当該機能を活用することで、ウェブサイトや業務システムにおいて、法人番号の入力により、法人名・所在地などの情報を自動的に補完入力する機能を追加することができ、誤入力や表記のゆれが解消されるほか、入力作業の効率化も可能です。また、ダウンロードデータを加工すれば、特定の地域に新規設立された法人などのリストも簡単に作成でき、新規顧客開拓にも利用できます。
⑵法人インフォメーションについて
法人インフォメーションとは法人番号をキーに、経済産業省が政府保有の法人活動情報(調達、表彰、補助金など)を集約し、インターネット上で公開・運用しているサイト(https://hojin-info.go.jp)です。

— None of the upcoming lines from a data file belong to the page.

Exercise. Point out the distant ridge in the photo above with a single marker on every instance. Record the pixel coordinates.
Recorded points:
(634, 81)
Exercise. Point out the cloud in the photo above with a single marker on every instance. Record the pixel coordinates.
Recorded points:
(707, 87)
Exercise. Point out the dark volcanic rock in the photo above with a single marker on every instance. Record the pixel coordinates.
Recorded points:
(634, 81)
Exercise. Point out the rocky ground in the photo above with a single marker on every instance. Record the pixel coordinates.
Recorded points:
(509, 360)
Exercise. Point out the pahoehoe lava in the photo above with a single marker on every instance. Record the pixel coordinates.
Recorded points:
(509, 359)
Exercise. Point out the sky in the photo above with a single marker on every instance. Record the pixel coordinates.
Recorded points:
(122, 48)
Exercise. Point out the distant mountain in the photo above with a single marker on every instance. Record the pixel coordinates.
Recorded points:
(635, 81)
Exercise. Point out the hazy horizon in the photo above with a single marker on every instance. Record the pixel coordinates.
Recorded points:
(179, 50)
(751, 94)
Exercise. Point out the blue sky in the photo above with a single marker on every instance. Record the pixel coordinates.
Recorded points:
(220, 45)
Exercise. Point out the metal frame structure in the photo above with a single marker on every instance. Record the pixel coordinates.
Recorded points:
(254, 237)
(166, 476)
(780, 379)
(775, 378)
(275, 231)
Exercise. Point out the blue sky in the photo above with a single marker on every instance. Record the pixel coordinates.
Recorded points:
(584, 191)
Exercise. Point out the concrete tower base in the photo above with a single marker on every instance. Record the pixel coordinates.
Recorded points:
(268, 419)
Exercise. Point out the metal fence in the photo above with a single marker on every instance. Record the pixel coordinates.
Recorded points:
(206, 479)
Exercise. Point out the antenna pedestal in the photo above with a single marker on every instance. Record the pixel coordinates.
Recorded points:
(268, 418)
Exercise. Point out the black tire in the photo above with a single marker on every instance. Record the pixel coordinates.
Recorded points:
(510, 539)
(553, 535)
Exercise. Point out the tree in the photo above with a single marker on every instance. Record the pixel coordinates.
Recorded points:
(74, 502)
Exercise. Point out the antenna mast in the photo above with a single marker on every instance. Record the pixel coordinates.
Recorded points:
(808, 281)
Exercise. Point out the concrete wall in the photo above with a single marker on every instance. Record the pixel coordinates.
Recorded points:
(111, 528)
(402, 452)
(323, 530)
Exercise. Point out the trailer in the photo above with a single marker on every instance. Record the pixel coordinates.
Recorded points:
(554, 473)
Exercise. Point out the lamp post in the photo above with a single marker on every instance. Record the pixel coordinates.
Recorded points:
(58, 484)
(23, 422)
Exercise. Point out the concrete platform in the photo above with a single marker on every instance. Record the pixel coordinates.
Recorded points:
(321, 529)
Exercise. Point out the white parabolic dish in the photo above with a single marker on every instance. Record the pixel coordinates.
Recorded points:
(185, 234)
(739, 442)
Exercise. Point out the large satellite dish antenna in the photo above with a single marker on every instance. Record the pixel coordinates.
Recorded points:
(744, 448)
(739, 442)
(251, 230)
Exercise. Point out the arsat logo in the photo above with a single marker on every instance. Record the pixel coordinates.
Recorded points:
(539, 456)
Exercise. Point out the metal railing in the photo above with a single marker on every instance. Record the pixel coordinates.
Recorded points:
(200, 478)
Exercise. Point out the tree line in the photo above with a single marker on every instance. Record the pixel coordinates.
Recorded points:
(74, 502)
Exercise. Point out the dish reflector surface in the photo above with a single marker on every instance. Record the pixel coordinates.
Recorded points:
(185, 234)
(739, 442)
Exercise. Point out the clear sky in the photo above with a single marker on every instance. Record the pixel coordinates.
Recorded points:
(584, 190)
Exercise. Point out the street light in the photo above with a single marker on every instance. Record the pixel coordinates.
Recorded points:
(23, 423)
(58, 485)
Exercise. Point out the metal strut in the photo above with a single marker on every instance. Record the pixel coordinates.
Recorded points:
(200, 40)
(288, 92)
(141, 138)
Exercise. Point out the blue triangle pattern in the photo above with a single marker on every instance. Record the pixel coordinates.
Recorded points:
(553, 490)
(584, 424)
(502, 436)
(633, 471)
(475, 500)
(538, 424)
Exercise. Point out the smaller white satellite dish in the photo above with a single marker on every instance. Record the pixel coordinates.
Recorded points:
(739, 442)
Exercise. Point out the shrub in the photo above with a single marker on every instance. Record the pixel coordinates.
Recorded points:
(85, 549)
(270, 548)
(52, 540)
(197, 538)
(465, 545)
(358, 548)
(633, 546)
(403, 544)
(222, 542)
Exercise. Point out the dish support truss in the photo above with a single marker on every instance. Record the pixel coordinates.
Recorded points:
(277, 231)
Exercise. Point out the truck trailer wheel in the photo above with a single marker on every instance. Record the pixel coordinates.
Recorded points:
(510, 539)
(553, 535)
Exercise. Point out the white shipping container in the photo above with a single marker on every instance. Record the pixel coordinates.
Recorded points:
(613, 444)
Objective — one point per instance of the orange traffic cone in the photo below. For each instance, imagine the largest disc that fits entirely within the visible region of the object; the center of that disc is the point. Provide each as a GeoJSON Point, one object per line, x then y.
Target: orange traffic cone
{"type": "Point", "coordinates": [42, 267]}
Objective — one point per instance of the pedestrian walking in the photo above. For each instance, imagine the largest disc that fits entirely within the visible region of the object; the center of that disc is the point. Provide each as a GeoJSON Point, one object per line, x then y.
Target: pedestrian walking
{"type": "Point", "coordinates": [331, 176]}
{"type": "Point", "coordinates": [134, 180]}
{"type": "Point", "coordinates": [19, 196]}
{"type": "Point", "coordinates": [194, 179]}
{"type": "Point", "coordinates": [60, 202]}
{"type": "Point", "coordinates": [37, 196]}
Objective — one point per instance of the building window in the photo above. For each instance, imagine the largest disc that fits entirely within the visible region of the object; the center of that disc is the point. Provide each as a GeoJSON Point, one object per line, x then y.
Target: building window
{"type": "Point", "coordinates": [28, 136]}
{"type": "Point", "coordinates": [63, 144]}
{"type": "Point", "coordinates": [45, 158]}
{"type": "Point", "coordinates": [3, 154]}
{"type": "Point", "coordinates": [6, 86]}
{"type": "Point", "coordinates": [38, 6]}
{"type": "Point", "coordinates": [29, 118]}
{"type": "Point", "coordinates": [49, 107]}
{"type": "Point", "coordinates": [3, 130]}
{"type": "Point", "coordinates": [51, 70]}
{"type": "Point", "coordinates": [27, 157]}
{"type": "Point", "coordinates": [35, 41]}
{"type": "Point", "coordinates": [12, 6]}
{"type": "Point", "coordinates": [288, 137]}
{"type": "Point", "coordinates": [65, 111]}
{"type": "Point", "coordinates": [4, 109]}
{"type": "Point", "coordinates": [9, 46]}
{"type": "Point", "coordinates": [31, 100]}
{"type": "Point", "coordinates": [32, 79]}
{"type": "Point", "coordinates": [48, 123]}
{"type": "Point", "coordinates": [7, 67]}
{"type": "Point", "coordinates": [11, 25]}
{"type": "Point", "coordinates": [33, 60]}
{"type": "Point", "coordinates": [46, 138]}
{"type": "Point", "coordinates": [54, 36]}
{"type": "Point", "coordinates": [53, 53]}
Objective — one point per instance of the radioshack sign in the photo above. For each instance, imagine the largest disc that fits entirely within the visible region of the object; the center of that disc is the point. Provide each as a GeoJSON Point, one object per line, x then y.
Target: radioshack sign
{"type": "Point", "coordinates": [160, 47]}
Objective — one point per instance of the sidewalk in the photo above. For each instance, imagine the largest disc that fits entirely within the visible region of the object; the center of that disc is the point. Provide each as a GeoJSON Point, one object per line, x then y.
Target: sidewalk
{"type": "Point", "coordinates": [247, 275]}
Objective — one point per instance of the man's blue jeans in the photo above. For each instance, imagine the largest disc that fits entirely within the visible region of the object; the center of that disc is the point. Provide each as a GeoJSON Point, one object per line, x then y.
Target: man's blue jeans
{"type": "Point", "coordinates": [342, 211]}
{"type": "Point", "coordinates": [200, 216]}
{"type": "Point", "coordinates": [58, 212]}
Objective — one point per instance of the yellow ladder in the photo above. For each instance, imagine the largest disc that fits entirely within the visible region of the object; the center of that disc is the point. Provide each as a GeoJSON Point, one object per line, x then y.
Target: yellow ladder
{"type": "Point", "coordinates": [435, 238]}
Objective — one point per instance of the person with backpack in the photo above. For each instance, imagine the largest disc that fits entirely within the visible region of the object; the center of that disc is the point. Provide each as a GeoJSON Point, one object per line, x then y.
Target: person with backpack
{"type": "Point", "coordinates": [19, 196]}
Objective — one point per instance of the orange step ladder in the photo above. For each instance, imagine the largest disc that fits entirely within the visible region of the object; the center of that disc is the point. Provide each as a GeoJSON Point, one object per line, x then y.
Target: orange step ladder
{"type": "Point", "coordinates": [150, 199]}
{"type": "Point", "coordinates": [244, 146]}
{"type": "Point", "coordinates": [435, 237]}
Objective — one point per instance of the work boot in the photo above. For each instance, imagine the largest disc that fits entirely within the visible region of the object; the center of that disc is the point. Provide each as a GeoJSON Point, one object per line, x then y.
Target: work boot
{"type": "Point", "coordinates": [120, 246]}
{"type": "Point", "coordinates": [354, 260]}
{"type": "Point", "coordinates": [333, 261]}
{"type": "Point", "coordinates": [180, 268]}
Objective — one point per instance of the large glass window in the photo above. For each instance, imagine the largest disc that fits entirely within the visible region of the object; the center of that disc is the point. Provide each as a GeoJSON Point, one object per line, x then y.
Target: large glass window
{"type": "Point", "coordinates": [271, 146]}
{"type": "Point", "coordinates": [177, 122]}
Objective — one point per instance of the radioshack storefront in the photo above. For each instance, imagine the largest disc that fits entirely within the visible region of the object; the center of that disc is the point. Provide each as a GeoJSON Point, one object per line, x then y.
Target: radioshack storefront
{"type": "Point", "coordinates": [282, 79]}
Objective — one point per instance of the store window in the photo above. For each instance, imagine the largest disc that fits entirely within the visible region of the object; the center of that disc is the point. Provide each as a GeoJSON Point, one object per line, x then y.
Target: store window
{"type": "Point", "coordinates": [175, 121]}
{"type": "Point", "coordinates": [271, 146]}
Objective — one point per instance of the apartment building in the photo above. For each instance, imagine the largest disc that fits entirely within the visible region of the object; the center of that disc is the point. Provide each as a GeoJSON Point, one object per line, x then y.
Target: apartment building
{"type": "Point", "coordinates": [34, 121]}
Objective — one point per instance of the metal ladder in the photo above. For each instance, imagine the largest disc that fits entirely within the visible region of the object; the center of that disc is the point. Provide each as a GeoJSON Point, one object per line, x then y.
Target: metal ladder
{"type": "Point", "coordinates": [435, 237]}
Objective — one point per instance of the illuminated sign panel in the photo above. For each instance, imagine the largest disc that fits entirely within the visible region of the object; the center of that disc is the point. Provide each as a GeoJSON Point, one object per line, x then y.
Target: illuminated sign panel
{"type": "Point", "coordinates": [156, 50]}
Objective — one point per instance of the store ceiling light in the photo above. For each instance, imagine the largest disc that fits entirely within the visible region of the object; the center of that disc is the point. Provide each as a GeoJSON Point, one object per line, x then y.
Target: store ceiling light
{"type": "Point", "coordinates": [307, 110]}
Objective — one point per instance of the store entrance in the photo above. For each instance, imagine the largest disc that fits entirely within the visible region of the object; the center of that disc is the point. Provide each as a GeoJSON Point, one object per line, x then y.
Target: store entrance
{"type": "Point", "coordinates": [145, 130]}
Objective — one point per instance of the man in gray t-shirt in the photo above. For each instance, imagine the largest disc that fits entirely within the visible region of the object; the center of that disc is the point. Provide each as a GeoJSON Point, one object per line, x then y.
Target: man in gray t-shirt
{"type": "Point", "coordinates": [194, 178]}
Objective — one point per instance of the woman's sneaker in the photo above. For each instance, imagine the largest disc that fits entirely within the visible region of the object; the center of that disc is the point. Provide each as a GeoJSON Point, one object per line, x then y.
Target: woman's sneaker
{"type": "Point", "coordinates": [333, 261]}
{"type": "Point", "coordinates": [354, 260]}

当サイトでは、法人番号や法人名から特定の法人活動情報を検索でき、所在地や営業項目などの属性からも法人を抽出することができます。
活用例としては、契約相手となる法人について、国からの受託実績や表彰情報などを確認し、信用調査の補完を行うことや、国からの事業受託実績により、法人の業務分野や得意分野を把握し、自社との連携可能性のある法人を抽出することなどが挙げられます。
また、API機能も提供しており、この機能を利用して、当サイトの法人活動情報と民間が保有する企業情報を、法人番号をキーに連携することで、より付加価値の高い法人情報を提供するサービスも開始されております。
当サイトの掲載情報は順次追加されますので、法人検索での利用のほか、API機能による情報連携など、ビジネスへの活用なども図ってみてください。